Następnych kilka tygodni upłynęło młodej Black na rutynie do której nie miała nic przeciwko.
Z rana wstawała z większą ochotą niż kiedykolwiek, lepiej się odżywiała, słuchała na lekcjach, oddawała wszystkie prace w odpowiednich terminach i nawet eliksiry zaczęły być znośne.
Odsunęła także wszystkie złe myśli ze swojej głowy szczególnie te o jej matce i postanowiła do nich nie wracać aż do wakacji kiedy będzie miała okazję porozmawiać z Syriuszem i Plejone twarzą w twarz.

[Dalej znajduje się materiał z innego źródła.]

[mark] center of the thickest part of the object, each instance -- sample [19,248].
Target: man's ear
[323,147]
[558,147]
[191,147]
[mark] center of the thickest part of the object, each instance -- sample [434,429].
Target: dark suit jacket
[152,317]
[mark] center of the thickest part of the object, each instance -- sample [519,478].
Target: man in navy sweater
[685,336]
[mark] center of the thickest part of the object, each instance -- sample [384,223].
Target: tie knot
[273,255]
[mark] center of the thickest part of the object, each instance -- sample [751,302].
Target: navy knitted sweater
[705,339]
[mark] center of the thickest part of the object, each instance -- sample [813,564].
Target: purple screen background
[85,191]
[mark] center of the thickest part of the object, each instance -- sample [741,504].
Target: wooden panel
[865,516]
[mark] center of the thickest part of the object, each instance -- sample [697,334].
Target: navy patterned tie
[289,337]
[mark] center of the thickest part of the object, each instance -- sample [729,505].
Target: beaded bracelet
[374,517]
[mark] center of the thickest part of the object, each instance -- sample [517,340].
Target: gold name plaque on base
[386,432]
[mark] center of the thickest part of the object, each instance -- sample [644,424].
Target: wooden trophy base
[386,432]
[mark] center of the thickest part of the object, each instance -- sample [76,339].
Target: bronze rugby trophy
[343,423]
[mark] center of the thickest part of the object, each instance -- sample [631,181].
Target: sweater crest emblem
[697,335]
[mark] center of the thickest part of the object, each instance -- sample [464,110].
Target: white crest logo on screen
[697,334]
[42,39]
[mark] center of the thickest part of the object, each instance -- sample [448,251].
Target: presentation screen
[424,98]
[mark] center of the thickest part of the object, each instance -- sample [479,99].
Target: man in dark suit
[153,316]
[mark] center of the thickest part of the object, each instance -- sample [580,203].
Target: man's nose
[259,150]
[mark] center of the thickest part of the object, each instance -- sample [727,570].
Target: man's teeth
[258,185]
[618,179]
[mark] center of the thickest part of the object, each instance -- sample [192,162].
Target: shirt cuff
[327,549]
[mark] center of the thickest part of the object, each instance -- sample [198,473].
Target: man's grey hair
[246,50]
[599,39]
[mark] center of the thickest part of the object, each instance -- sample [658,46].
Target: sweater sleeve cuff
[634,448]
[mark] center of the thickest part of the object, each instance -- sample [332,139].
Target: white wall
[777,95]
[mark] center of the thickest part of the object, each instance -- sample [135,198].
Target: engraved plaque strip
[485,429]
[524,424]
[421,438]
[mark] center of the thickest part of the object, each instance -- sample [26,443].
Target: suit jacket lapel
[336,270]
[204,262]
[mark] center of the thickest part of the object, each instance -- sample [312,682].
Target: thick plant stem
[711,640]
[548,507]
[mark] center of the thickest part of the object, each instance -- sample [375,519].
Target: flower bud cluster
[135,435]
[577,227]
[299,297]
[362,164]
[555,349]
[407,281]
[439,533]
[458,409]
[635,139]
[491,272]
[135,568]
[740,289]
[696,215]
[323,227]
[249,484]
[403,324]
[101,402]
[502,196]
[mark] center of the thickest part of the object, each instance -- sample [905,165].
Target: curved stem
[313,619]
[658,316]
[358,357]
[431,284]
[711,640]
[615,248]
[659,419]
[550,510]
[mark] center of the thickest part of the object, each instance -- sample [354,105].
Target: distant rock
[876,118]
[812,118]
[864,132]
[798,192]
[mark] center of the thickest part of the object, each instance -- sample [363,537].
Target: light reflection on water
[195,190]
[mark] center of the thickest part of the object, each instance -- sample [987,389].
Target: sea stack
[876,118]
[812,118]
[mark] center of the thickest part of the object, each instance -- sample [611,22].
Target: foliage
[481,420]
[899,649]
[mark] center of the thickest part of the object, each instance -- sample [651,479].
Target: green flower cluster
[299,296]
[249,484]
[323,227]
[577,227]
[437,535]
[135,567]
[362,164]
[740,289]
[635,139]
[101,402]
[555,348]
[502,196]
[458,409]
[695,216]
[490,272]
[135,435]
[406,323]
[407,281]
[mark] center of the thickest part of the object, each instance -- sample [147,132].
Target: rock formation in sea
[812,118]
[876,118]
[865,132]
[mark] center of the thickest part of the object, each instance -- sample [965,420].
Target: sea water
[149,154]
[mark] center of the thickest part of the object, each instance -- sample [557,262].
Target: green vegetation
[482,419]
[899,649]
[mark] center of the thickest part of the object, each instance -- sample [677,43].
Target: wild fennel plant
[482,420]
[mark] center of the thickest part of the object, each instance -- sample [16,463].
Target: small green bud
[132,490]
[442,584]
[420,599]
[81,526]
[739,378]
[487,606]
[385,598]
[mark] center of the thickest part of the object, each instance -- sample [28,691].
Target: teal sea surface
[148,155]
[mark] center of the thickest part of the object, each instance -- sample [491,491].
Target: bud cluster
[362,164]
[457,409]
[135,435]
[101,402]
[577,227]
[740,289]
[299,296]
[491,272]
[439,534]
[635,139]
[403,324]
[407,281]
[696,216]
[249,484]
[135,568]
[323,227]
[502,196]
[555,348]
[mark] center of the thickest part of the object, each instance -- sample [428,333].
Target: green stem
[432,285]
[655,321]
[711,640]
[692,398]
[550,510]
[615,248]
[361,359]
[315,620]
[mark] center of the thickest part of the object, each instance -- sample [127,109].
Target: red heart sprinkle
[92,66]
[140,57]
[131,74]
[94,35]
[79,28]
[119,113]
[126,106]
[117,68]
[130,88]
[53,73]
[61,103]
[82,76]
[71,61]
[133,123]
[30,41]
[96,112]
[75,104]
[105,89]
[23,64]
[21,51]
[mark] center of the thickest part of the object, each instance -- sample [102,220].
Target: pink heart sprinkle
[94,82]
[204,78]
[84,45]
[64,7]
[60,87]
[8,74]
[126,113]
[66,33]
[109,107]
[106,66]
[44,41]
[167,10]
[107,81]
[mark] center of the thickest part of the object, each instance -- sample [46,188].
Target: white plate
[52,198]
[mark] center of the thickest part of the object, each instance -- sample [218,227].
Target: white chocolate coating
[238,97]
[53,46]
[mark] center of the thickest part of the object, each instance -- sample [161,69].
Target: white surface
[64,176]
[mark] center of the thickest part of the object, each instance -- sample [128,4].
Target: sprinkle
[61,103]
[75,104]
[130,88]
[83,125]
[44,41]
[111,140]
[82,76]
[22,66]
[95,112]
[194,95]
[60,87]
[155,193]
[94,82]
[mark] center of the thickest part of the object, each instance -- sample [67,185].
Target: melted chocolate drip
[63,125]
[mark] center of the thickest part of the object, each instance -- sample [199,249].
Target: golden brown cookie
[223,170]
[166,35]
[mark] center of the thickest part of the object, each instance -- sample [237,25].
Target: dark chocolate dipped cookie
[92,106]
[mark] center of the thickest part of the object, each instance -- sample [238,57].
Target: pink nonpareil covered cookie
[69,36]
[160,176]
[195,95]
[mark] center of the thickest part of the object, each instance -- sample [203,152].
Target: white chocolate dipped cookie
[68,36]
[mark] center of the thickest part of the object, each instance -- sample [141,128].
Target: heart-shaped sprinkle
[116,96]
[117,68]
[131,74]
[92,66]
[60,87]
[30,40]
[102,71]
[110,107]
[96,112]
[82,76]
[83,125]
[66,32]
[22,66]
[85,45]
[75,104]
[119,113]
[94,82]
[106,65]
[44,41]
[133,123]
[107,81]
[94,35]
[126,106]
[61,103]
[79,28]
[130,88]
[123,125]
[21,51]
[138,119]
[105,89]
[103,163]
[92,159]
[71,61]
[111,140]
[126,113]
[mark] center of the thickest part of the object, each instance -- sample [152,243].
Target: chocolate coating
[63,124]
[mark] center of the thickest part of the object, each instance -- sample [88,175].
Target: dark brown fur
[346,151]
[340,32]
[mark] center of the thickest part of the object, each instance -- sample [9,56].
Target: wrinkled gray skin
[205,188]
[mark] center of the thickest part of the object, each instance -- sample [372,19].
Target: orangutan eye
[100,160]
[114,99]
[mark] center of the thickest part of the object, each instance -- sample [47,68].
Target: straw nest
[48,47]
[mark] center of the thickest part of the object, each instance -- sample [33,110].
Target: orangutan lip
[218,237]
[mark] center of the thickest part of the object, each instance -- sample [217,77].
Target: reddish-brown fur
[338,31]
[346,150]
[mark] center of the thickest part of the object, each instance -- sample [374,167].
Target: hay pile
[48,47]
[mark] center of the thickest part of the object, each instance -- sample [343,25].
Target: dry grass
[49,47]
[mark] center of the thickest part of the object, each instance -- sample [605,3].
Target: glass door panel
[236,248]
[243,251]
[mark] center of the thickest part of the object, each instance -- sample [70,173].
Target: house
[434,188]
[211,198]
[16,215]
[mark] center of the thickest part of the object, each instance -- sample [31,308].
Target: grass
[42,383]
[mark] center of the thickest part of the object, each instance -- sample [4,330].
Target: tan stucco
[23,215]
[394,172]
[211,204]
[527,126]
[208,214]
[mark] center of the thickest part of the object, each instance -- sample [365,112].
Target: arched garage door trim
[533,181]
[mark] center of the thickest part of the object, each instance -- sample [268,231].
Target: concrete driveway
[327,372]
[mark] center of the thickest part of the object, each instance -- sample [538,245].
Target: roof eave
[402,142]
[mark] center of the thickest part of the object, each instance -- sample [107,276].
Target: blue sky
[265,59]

Popołudnia spędzała z sam na sam z Fredem i najczęściej albo czytali książki albo rozmawiali na tematy które tylko oni rozumieli.
Tak jak dzisiaj.
-Ta chmura wygląda jak Marlene bez makijażu z rana.- Brunetka wskazała palcem w prawą stronę nieba.
-No coś ty to George po prysznicu.- Odparł Fred.
-Niee coś ty po prysznicu się wygląda seksownie.- Stwierdziła Ally patrząc cały czas na chmurę.- No wiesz te kropelki wody i ręcznik w biodrach.
-Mówimy o Georgu.- Rudzielec objął ją ramieniem.
-Jesteście identyczni Fred.- Alkione popatrzyła na gryfona i ich usta znalazły się niebezpiecznie blisko siebie.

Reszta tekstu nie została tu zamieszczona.